The Ryzen 3000 C-Series includes the Ryzen 7 3700C and the Ryzen 5 3500C (four cores, eight threads, 12nm node Zen+ architecture) as well as the Ryzen 3 3250C (two cores, four threads, 14nm Zen architecture). The Athlons include the Gold 3150C (two cores, four threads) and the Athlon Silver 3050C (two cores, two threads), both built with the 14nm Zen architecture. The chips include Vega integrated graphics, which AMD says are “the most powerful graphics available in a Chromebook.”

There’s a catch, though: these chips aren’t really new (or at least, they’re not a new design).

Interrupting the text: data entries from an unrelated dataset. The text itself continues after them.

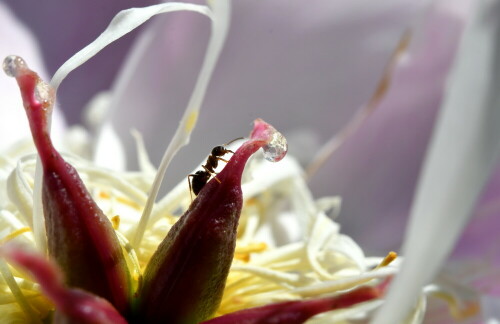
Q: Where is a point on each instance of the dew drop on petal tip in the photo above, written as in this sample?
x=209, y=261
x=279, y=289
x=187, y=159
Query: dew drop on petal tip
x=12, y=64
x=276, y=149
x=44, y=93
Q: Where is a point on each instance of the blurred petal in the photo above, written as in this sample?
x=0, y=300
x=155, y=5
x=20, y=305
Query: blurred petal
x=462, y=153
x=290, y=70
x=375, y=170
x=17, y=39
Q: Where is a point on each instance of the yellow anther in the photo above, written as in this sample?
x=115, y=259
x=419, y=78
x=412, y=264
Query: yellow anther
x=252, y=247
x=115, y=221
x=15, y=234
x=391, y=256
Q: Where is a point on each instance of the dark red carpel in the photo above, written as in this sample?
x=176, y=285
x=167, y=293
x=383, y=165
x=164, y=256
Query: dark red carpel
x=185, y=278
x=297, y=312
x=73, y=305
x=80, y=237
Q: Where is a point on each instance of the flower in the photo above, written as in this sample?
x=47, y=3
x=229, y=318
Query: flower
x=414, y=244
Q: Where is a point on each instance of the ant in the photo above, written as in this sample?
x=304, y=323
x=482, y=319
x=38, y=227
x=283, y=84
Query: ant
x=200, y=178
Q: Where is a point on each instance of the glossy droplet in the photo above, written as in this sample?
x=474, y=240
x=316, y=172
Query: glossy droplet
x=277, y=147
x=44, y=93
x=13, y=64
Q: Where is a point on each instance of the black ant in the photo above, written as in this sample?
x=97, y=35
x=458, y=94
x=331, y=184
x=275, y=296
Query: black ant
x=200, y=178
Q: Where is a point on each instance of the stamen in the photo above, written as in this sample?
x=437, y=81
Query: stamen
x=220, y=26
x=364, y=112
x=391, y=256
x=15, y=234
x=13, y=65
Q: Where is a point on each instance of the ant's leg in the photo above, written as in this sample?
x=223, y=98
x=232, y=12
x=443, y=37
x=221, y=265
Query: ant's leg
x=211, y=172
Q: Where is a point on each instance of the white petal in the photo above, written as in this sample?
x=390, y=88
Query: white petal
x=463, y=149
x=220, y=26
x=17, y=39
x=123, y=23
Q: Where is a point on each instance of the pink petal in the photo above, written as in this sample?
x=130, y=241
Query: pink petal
x=297, y=71
x=64, y=27
x=376, y=170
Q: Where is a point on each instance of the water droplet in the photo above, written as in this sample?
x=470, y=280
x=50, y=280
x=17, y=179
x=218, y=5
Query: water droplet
x=44, y=93
x=277, y=147
x=13, y=64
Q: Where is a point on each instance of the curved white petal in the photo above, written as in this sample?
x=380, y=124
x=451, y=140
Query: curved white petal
x=15, y=39
x=463, y=149
x=123, y=23
x=220, y=26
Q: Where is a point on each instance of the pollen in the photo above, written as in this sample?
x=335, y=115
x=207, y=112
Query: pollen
x=391, y=256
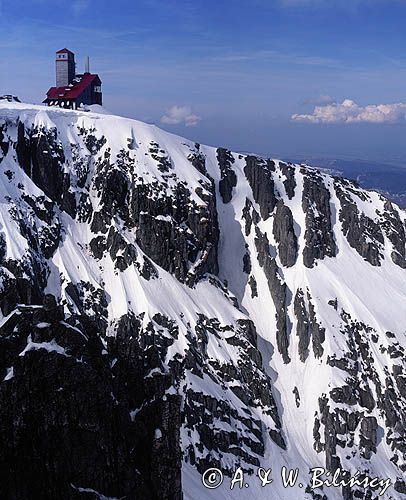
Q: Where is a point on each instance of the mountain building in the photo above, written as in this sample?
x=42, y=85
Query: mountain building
x=73, y=90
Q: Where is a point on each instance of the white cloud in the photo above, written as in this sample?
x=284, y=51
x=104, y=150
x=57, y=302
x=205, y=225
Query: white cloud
x=79, y=6
x=350, y=112
x=180, y=114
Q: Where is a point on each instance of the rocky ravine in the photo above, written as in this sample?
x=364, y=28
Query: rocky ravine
x=169, y=307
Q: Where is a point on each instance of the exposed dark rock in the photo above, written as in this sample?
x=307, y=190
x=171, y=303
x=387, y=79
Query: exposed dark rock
x=288, y=171
x=259, y=175
x=228, y=177
x=368, y=436
x=284, y=234
x=278, y=291
x=395, y=230
x=60, y=403
x=303, y=325
x=363, y=234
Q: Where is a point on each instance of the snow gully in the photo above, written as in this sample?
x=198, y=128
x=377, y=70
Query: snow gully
x=213, y=478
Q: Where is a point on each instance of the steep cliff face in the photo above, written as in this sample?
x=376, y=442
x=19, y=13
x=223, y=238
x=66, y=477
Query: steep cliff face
x=169, y=307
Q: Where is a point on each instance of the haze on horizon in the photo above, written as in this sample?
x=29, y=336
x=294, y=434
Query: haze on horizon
x=283, y=77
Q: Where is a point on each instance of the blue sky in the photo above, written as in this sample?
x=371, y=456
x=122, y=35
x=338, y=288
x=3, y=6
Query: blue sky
x=229, y=72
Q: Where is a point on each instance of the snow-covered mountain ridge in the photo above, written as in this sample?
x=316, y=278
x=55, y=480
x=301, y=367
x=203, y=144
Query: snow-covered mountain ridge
x=201, y=308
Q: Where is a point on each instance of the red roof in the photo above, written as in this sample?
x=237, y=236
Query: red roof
x=74, y=90
x=63, y=51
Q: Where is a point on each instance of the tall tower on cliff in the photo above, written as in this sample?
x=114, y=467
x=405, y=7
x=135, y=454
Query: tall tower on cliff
x=65, y=67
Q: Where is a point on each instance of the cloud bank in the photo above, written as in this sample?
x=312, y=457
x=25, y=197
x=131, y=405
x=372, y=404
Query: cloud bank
x=180, y=114
x=350, y=112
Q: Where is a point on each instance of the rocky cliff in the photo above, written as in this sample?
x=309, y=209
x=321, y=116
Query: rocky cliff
x=170, y=307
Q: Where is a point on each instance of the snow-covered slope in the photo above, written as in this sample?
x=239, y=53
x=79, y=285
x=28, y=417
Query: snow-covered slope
x=248, y=312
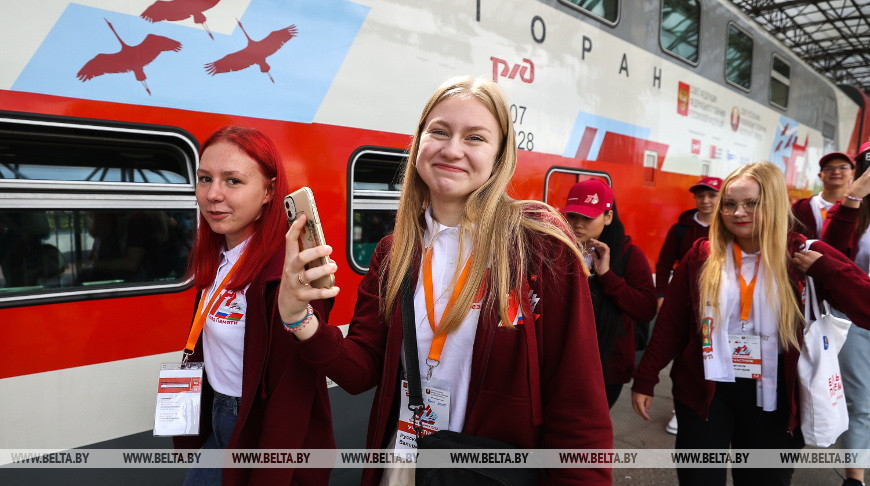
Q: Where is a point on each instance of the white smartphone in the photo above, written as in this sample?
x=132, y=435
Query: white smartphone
x=297, y=203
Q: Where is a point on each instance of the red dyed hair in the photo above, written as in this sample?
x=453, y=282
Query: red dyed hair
x=269, y=229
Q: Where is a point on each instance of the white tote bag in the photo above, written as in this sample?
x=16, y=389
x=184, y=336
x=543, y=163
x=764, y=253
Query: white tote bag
x=823, y=404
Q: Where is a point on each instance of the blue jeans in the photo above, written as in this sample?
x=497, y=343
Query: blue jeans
x=224, y=411
x=855, y=370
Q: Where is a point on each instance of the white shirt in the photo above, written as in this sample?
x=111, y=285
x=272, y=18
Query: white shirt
x=224, y=331
x=453, y=373
x=747, y=269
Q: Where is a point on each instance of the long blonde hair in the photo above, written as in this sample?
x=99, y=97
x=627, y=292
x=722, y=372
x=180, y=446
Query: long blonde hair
x=493, y=220
x=771, y=231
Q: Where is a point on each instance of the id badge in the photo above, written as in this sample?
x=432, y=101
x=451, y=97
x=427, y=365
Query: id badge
x=745, y=355
x=436, y=415
x=179, y=398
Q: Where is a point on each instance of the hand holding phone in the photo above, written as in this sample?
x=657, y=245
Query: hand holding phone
x=301, y=202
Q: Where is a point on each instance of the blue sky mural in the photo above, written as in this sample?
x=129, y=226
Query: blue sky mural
x=303, y=68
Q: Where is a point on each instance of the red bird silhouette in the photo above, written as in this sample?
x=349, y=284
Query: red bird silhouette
x=255, y=52
x=179, y=10
x=129, y=58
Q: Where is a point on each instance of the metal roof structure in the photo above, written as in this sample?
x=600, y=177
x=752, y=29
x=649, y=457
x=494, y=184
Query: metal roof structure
x=833, y=36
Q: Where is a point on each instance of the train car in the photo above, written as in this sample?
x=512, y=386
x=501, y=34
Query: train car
x=104, y=104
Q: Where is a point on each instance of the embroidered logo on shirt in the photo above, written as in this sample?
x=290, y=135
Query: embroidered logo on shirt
x=706, y=335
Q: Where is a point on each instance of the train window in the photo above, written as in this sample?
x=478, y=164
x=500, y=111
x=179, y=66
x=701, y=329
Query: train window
x=46, y=156
x=681, y=28
x=607, y=10
x=42, y=251
x=738, y=57
x=93, y=211
x=780, y=80
x=375, y=182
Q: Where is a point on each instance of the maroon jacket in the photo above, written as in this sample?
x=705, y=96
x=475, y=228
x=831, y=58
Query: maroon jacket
x=803, y=212
x=840, y=229
x=575, y=414
x=676, y=246
x=635, y=296
x=285, y=404
x=677, y=337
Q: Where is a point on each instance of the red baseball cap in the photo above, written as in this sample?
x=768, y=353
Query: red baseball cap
x=589, y=198
x=835, y=155
x=707, y=184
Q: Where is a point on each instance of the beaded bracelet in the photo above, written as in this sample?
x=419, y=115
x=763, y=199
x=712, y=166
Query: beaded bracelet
x=295, y=326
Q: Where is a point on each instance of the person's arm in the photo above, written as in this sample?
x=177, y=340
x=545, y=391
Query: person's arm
x=670, y=333
x=839, y=228
x=634, y=293
x=667, y=260
x=838, y=280
x=842, y=221
x=355, y=362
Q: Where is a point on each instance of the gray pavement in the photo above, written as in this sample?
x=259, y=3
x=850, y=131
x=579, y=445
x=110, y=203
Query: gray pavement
x=632, y=432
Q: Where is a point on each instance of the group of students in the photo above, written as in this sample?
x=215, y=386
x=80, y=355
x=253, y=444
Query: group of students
x=524, y=320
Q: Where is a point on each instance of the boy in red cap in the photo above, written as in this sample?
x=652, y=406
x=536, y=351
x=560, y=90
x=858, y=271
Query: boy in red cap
x=621, y=282
x=837, y=170
x=692, y=224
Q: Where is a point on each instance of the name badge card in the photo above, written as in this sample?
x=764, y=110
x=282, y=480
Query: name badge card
x=745, y=355
x=436, y=415
x=179, y=395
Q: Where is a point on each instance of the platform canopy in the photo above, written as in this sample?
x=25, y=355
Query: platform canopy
x=833, y=36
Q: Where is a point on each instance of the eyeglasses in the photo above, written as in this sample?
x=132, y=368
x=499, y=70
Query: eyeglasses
x=841, y=168
x=730, y=207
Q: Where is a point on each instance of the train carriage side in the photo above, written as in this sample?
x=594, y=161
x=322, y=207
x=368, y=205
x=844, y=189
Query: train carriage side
x=614, y=93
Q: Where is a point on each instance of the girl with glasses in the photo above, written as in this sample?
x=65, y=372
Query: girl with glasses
x=737, y=294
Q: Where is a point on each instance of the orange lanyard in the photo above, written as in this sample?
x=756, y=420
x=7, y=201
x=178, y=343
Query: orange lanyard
x=439, y=339
x=199, y=319
x=746, y=291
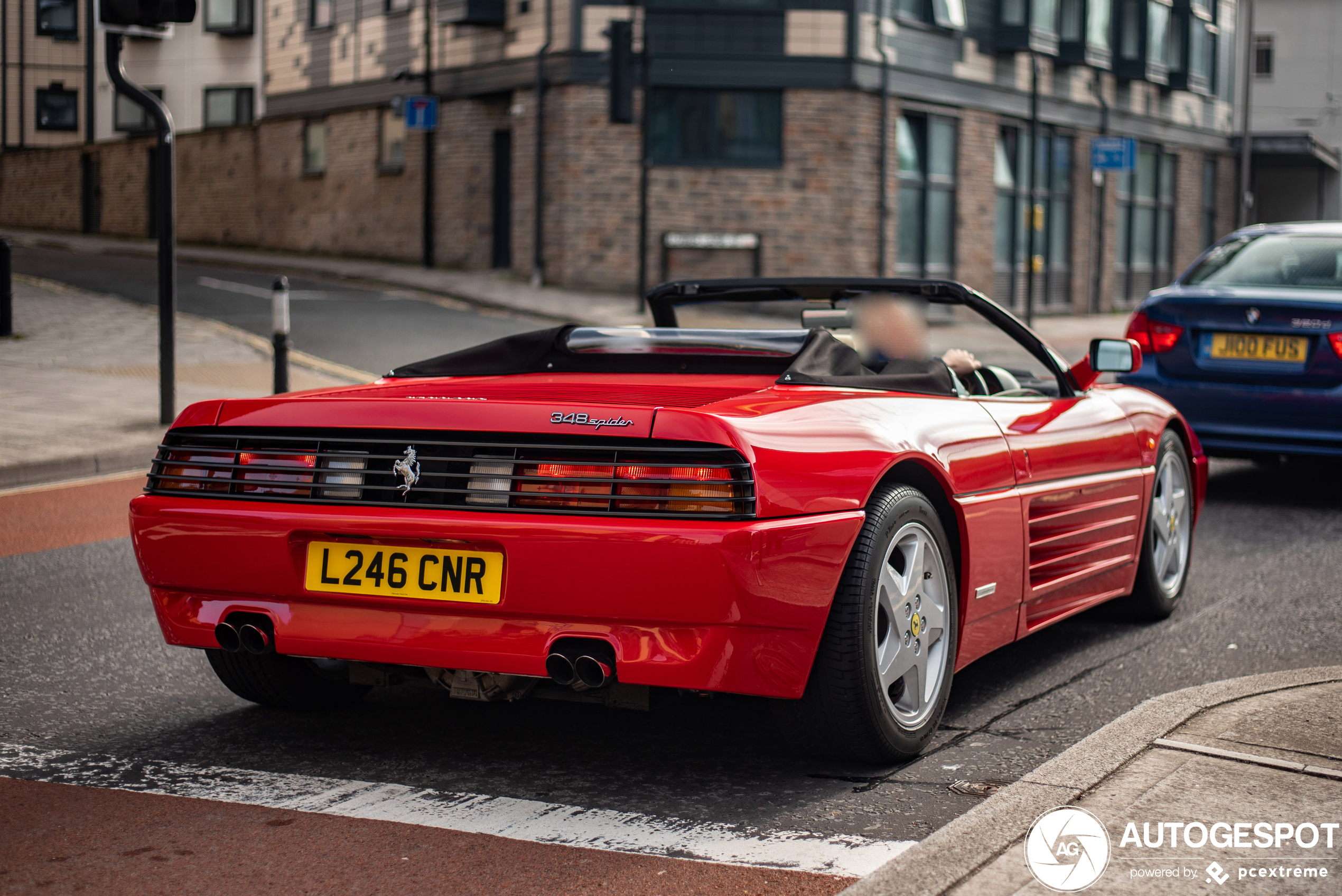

AMD’s most recent generation of mobile processors, the Ryzen 4000 series, are built on Zen 2 architecture; Zen and Zen+ are its predecessors. Specifically, last year’s Ryzen 3000 mobile series and 2000 desktop series are built on Zen+, while the Ryzen 2000 mobile series and 1000 desktop series are built on Zen. So for the three dual-core chips, we’re looking at an architecture from 2017.

And some of the chips are just clones. If you look at the specs of the 3700C, in particular, you’ll see it’s identical to the Ryzen 7 3700U (including its 10 Radeon cores clocked at up to 1400MHz), which you’ll find in systems like Acer’s Aspire 5 and Dell’s Inspiron 15. The 3500C might also look familiar: it looks like a rebranded 3500U (with 8 Radeon cores clocked at up to 1200 MHz).

Image: AMD

AMD, to its credit, acknowledged this fact in its launch presentation. The company stated that it still felt important to rebrand the chip as a Chromebook-specific CPU: “We want people to Google this model and find a Chromebook.” Fair enough — just don’t be fooled into thinking you’re getting a brand-new chip.

There’s not necessarily anything wrong with using a chip that’s not the most recent, and Chromebooks commonly have lower-power chips than high-end Windows laptops do. But it’s worth noting that the only place these systems are likely to be competitive with current Intel systems is price.